Coach Leonard Hamilton will be the first to say Florida State isn’t there yet.
His Seminoles tasted the upper echelon of the ACC this season, defeating both North Carolina and Duke in stunning fashion, and spending three weeks during the heart of the ACC season in at least a tie for first place.
Yet here they are entering the ACC tournament with the No. 3 seed for the third consecutive year.
“We’re third,” Hamilton said. “We’re not satisfied with being third. We still have a ways to go. We still have a mountain to climb.”
The difference, though, is maybe a little mystique. This is an FSU team that beat the tournament’s top-seeded North Carolina by 33 points Jan. 14. It won three times on 3-pointers at the buzzer, including Michael Snaer’s dagger of a game-winner at Duke.
By the time they drew the visiting Blue Devils on Feb. 23, with a shot at the regular-season title at stake, they had sold out their student tickets in 15 minutes. Every other seat, down to the last in each luxury suite, had sold out eight days before the game.
The Seminoles couldn’t match the moment and fell victim to a hot shooting night by Duke’s Andre Dawkins, who made six 3-pointers, and lost 74-66. North Carolina ultimately claimed the regular season outright. But Hamilton still recognizes progress.
“We’ve been in the mix,” Hamilton said. “We’ve come up a little short, but we’re still moving our program forward. I’m not embarrassed of the fact that we’re sitting behind two of the top four winningest programs in the history of college basketball.”
The progress has been subtle at times, beginning with FSU’s 9-6 start, which included losses to Ivy Leaguers Harvard and Princeton, in triple overtime. It’s been downright distant at others, such as Jan. 7 in the ACC opener when the Seminoles lost by 20 to Clemson.
But that same night in Clemson, in the confines of the third-floor visitors’ locker room after the game, the Seminoles might have taken their biggest steps of the season.
The conversation started with usual postgame remarks from Hamilton. It continued well past when he had to leave for his media interviews and was still going strong when he returned. It heated up after one of the coaches suggested senior forward Bernard James hadn’t played with great effort. And it got downright intense after James spoke up in response.
“I played my [expletive] off,” he said.
His comment could have been taken as defiant and started a rift, but what it did was open the floor for conversation. One by one his teammates began to speak up, feeling comfortable to follow his lead. Coaches did, too. And rather than bash each other and complain, they raised concerns. The conversation became constructive.
“A lot of the guys, we were confused with the coaching staff sometimes,” James said. “They would tell us what they wanted us to do, but we didn’t know exactly how to go about getting it done.”
James said the coaches’ response was to break things down in practice. For the next few days, they stripped plays down to the basics and ran them slowly and repeatedly until the players got them.
The Seminoles went on to win their next seven games in a row, a school-record in ACC play.
“Everybody became a lot closer that day,” James said. “The players became a lot closer to each other and the coaches became a lot closer to the players.”
Hamilton said that while the Seminoles are older in terms of their six-senior roster, they weren’t as experienced as it might seem. Jeff Peterson had transferred in. Xavier Gibson and Luke Loucks were playing bigger roles than they had. Ian Miller was just getting back into the lineup after an 11-game academic suspension.
“We’ve been very patient with this group,” Hamilton said. “And I think that gave them the confidence to understand that we believed in them and we never wavered.”

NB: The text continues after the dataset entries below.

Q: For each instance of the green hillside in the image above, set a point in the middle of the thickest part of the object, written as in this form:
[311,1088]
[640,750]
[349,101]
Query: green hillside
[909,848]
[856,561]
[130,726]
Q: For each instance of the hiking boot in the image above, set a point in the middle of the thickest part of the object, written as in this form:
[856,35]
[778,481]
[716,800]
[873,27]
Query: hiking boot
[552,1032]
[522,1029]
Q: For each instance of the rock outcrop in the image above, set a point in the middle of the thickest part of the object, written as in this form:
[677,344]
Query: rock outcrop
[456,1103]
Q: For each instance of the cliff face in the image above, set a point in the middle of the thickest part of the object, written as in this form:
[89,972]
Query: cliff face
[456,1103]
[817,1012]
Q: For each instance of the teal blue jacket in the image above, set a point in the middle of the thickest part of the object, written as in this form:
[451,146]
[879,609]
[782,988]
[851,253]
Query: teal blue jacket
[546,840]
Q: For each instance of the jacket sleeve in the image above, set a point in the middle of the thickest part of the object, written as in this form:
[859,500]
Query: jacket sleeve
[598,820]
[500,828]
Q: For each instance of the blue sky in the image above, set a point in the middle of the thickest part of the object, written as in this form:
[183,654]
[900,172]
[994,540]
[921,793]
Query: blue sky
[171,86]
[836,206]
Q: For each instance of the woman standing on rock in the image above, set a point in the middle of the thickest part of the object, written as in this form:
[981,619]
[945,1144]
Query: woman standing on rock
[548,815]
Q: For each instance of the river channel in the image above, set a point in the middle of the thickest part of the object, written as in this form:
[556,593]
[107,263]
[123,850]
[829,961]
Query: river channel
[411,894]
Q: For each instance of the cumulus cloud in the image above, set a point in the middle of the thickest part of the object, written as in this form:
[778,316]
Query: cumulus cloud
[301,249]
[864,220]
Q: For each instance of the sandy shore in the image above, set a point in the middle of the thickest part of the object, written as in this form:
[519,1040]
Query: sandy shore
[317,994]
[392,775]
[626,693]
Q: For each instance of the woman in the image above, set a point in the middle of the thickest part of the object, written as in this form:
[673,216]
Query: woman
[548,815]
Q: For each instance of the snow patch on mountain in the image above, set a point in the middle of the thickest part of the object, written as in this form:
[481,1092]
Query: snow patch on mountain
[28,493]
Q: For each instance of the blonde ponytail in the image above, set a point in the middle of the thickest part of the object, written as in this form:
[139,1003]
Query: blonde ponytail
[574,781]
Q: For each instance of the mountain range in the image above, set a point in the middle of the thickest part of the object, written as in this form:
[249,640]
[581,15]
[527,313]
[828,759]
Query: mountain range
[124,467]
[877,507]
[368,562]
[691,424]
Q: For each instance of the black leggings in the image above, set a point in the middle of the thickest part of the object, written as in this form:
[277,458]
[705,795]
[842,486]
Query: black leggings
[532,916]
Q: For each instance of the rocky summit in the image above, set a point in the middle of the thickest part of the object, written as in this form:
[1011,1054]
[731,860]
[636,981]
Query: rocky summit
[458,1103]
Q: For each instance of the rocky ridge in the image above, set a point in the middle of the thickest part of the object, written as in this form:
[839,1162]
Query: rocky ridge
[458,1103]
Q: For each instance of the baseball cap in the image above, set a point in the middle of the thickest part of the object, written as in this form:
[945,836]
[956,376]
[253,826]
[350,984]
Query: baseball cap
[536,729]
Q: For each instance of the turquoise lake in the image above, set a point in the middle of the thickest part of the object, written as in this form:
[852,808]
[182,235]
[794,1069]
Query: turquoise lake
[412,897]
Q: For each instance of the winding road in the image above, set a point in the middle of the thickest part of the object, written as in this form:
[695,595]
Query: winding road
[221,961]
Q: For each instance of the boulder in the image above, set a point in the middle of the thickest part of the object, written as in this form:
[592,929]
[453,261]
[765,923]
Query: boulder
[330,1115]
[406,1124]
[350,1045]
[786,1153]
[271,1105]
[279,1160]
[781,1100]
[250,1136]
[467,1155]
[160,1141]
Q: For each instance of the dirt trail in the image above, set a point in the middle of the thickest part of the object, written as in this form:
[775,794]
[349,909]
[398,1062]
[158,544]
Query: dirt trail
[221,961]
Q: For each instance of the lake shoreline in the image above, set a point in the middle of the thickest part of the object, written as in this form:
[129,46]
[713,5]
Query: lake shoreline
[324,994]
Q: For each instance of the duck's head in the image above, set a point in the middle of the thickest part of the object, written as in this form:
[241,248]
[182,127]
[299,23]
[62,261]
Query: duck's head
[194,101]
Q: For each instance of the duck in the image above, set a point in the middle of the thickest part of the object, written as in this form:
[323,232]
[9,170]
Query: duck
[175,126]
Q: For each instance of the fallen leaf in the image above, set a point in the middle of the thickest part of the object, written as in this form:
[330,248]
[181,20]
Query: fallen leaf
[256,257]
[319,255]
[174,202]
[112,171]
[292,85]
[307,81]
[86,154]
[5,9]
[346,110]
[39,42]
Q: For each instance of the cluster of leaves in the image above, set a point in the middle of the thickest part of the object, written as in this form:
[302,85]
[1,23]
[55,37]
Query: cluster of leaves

Hamilton was named ACC coach of the year this week. Wins over Duke and North Carolina will do that. But from the inside looking out, it’s what he didn’t do that might have made the biggest difference.
“Sometimes when you hit a tailspin you start wanting to change and make a lot of different moves,” Hamilton said. “... We never panicked. We stayed positive. ... We challenged them, absolutely, but we didn’t lose our focus. Our level of communication became even better during that time. I just knew if we stuck with it we would be fine.”